Other research has found that young, Sun-like stars, much like young human children, are particularly prone to throwing tantrums. Early in their lives, stars rotate faster and are more magnetically active — conditions ripe for flare eruptions.


Flares arise when magnetic field lines emanating from the Sun, which normally form “rubber band-like” loops, snap and reconnect, experiencing a sort of “short circuit,” as Airapetian calls it. A burst of lethal doses of solar radiation as well as the Sun’s constituent charged gas, or plasma, often spews out into space. When the latter is involved, the flare is said to have hurled a coronal mass ejection, or CME.


Very active stars yield stronger and more frequent flares and CMEs. Airapetian said that according to his research team’s calculations, the young Sun in its first several hundred million years of life could have cranked out an astounding 250 superflares per day.


Of course, then as now, most superflares and associated CMEs would have missed Earth, a relatively small target in the Solar System. Still, statistically speaking, it looks likely that early Earth took the brunt of a solar blast more powerful than the Carrington event at the shocking rate of at least once a day — and for half an eon.


To get a sense of the effects on early Earth from this sort of, as Airapetian put it, “fast and furious” superflare and super-CME bombardment, he and his team built computer models. The models simulated a relatively conservative super-CME, only about twice that of the Carrington event’s potency, and had it smash into a model of the Earth’s magnetosphere and upper atmosphere.


For simplicity’s sake, Airapetian assumed that Earth had developed a magnetic field of similar intensity as today’s about 500 million years after its birth, shortly following the Sun’s genesis 4.6 billion years ago. The presence of this field would probably have overlapped for a time with the Sun’s youthful superflare activity. Life, perhaps not incidentally, is thought to have emerged about 3.8 billion years ago, after the magnetic field’s formation.


According to the new study, early Earth’s magnetic field would have buckled under the raging Sun’s onslaught. “In our paper, we have shown that a super Carrington-type CME event would have greatly compressed the magnetic field,” said Airapetian. “This would ignite huge electric currents on Earth and let energetic particles penetrate the Earth’s atmosphere and surface.”

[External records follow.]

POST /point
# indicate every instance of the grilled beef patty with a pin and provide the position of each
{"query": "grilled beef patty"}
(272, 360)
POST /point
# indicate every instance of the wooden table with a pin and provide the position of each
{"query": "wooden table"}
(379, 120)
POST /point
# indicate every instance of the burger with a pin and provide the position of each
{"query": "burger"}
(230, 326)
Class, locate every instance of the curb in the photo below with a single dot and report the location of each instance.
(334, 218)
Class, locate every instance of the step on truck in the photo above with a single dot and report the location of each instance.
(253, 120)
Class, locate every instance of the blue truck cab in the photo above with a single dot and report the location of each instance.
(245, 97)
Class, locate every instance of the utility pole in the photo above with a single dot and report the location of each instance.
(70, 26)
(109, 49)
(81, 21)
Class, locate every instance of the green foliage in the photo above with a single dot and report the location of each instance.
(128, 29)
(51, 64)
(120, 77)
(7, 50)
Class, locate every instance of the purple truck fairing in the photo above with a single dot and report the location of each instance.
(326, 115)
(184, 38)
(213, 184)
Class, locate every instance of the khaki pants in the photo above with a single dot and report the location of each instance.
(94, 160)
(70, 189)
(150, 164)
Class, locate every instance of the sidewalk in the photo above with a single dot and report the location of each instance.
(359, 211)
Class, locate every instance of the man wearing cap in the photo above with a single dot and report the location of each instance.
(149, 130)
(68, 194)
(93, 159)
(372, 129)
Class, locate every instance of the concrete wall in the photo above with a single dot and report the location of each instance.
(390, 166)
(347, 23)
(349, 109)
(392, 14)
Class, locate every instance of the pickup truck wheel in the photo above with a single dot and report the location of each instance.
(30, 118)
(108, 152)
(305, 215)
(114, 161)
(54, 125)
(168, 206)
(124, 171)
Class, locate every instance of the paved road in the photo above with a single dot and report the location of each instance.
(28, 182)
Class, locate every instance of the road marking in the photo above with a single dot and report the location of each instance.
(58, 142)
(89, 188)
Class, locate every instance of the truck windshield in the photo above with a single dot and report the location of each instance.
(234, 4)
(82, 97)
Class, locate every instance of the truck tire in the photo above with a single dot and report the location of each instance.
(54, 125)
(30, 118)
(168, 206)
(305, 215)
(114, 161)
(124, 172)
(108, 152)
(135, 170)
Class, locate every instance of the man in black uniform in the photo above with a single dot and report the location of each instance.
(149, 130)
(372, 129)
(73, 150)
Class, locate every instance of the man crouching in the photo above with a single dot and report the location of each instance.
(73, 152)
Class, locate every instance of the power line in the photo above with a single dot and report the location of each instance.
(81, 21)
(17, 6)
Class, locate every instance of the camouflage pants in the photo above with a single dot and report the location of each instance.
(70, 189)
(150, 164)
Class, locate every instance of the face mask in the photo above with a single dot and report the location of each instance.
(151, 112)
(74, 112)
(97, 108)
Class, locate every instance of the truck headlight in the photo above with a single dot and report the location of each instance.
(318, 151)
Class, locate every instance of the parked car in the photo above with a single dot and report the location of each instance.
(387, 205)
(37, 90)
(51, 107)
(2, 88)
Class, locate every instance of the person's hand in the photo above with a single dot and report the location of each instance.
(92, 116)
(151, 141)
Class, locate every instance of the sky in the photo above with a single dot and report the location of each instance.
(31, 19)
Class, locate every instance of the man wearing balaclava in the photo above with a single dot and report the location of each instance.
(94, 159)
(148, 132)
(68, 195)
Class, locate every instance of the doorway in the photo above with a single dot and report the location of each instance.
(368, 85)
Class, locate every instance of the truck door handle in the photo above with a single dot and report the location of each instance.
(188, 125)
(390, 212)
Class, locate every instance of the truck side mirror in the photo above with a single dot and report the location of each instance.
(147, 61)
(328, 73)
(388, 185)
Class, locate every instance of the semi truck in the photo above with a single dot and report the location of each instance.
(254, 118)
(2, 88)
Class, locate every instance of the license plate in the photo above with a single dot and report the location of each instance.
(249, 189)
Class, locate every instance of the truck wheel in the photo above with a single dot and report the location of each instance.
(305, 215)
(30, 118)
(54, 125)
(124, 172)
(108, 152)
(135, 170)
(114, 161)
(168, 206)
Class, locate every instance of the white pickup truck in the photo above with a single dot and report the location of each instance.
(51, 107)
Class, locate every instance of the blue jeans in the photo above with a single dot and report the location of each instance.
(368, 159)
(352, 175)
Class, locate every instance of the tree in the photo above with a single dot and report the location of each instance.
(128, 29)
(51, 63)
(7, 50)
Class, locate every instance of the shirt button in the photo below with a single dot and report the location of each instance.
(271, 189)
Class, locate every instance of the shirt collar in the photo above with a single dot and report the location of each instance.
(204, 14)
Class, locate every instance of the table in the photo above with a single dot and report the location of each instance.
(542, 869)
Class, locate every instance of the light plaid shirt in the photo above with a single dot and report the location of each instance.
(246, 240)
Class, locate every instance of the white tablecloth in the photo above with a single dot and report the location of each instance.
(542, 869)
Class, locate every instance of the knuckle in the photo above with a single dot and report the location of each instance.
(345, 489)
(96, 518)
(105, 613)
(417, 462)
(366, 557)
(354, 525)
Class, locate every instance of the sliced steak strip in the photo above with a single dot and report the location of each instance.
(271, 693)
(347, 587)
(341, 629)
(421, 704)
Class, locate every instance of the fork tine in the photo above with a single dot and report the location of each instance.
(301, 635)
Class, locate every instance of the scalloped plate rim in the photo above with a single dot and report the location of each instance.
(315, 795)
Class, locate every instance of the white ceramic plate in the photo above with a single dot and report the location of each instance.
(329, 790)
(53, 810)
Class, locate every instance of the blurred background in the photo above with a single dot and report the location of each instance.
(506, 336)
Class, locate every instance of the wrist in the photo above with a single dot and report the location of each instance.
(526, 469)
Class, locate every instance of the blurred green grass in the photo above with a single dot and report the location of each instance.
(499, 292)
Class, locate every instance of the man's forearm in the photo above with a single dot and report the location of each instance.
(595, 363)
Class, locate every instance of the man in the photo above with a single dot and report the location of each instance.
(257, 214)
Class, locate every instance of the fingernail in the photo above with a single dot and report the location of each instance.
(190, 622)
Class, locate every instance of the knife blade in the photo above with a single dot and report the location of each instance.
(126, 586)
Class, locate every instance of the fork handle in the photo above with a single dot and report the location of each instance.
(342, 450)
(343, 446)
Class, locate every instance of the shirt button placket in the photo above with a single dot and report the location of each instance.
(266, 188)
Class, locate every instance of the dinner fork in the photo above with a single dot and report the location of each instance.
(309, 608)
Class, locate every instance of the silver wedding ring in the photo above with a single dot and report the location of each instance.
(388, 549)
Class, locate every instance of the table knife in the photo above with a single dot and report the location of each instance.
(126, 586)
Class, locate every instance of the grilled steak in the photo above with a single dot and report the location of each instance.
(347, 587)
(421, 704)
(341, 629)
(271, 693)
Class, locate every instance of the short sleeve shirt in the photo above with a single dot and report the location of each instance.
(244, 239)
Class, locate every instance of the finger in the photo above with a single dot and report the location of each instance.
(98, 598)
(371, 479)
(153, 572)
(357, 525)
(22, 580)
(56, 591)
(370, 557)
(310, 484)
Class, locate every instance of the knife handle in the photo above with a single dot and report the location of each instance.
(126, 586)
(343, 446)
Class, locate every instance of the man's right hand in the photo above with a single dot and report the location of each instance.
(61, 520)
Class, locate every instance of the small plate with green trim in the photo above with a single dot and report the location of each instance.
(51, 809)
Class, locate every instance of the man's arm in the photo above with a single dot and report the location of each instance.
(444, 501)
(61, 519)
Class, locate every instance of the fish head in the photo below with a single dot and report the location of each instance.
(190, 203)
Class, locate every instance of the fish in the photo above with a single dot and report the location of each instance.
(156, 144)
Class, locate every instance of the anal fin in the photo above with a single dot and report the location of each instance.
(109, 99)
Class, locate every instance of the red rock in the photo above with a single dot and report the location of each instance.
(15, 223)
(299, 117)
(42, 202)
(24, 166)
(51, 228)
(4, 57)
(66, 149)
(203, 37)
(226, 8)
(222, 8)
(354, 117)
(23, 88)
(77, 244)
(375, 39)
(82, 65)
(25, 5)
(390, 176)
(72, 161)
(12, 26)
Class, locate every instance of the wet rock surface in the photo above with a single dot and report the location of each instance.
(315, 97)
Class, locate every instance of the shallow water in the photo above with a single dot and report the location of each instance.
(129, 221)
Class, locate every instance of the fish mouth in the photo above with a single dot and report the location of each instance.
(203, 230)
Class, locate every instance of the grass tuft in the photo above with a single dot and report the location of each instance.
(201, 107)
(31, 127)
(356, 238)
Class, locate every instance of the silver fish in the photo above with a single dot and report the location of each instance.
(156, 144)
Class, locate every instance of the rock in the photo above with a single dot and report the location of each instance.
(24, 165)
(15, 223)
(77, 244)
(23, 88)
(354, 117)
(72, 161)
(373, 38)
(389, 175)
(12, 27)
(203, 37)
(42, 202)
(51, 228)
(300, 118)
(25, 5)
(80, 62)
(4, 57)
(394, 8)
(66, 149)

What exactly this radiation would have done to hinder or perhaps, counterintuitively, help life’s rise, is debatable. The timing of a modicum of protection against the superflaring young Sun, thanks to a magnetic field, suggests the complexity of life’s self-replicating chemistry could not have withstood the young Sun’s energetic interference.


However, continuing research by Airapetian suggests superflares and CMEs from the Sun might have been integral to life’s rise. Such energetic radiation could have broken apart nitrogen molecules with very tightly bound atoms in the early Earth’s atmosphere into free, individual nitrogen atoms. From the perspective of chemistry, nitrogen atoms bond well with other atoms.


Thus set free by superflares, the nitrogen atoms could have then combined with hydrogen and carbon, creating “organic molecules that can set favorable conditions for creating the building blocks of life,” said Airapetian. Furthermore, the nitrogen atoms could have combined with hydrogen forming ammonia in the atmosphere, a greenhouse gas that might have played an important role in warming the early Earth.


It’s been a long-standing mystery how inert, molecular nitrogen in early Earth’s atmosphere ever broke down into atomic nitrogen. Life performs this task all the time, but it begs the chicken-or-the-egg scenario of how life ever formed without available nitrogen, and how nitrogen was ever available without life. Superflares might provide the answer.


“On one hand, our studies suggest that the harsh conditions introduced by intensive radiation from flare and CME activity had a detrimental effect on life,” he said. “On the other hand, high levels of steady, intense radiation could have opened a ‘window of opportunity’ for the origin of life on Earth by setting a stage for prebiotic chemistry it requires.”


Airapetian and colleagues have continued digging into these implications and promise new results soon.